Management looking to maximise valuation should concentrate on growing revenues not cutting costs.
While cost cutting may have some effect on market value, the data point to revenue as the dominant driver of market value for Internet businesses as a group.
Generating revenue for Internet companies takes time and many firms are heavily loss making until they find ways to monetise their traffic or assets. However by the time a company IPOs it needs to have successfully developed its financial metrics or it will be pressured by the financial markets to do so.
Know your business model and understand its specific drivers.
Whilst revenue is the dominant driver of value across the aggregated population I found that not all business models have the same drivers. With this in mind it is essential that managers understand those value drivers that most impact their business model.
Be aware that drivers change based on the maturity of the company.
The Value Driver Maturity Model suggests that value drivers move from being dominated by non-financial when a company is young, towards financial drivers as the company matures.
As a business reaches its strategic milestones it must assess whether it has moved along the maturity curve. If it has then it needs to change it focus and this should be reflected in its management-reporting dashboard. If a company fails to recognise that it is now being judged more on financial metrics this may negatively impact its share price.
B2B and Ecommerce companies should concentrate on financials.
B2B companies should concentrate on revenue to drive their market value. The data showed the market value of B2B companies is not driven by traffic at all.
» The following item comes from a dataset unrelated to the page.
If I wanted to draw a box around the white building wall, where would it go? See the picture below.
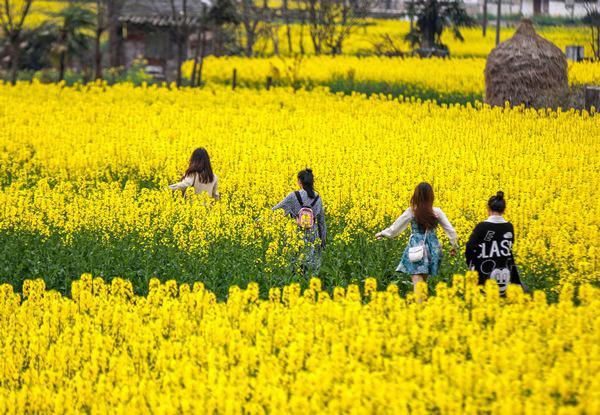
[373,0,596,18]
[464,0,594,18]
This is perhaps because the B2B market is smaller and transactions are typically of lower frequency and higher value.
Ecommerce companies are driven by earnings and to a lesser extent revenue, like B2B companies their value drivers are purely financial. Ecommerce companies should focus on improving their profit margins, either through increasing scale or by backward integration along the value chain.
B2C companies should focus on traffic with the long-term focus on revenue.
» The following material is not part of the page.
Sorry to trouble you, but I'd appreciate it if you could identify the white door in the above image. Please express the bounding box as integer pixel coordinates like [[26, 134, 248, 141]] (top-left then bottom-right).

B2C companies are primarily driven by traffic. Therefore the mentality for new companies in these categories is to grow traffic at the expense of earnings. This means a higher degree of external investment will be required to fund the growth phase. This approach implies that breakeven may be later than for traditional businesses, as a revenue model may not be developed until a critical mass of users is established.
Low barriers to entry mean new businesses should be confident about entering the market.
I found no relationship between market value and age, which dispels the notion of the ‘first mover advantage’ producing long-lasting competitive advantages for Internet companies. The data shows that there is a good chance that new entrants are able to overcome industry barriers to entry. This is perhaps due to the fast pace of change or because customer switching costs are low.
Venture Capitalists (VCs) should look for ‘home runs’ in the Community, Content and Marketplace categories.
Business models vary in their attractiveness with some categories achieving higher median valuations. Most notably Community, Content and Marketplace have the most attractive market values. VC returns have been dominated by a small number of very large winners (Fraser-Sampson, 2010); these home runs can make or break a fund. Therefore VC funds should concentrate on funding companies with the highest-ranking business model to give them the best chance of achieving home runs. However it could be argued that focusing on the most successful categories could potentially mean competing with the most successful companies.
Investors should consider looking at traffic data when analysing opportunities.
Investors who invest in Internet companies should consider trends in traffic data especially for Content and Community categories. Especially in early-stage companies the traffic growth trajectory can be indicative of future revenue, assuming that management have a proven revenue model to convert the traffic into profit. Finding appropriate databases of Internet traffic is not easy and each database has its own advantages and disadvantages. However the benefits of utilising traffic data could give investors an edge in picking the best performing stocks.
Non-US firms might reconsider listing on a US stock exchange.
The data weakly concluded that non-US firms are not priced as favourably when compared with their US counterparts. This loosely suggests that non-US companies might be better off listing in another geography (such as Europe). However there may be other attractions to listing on the US exchanges that are not factored into the price, such as access to capital, the credibility gained from listing in the US or access to lobby or special interest groups.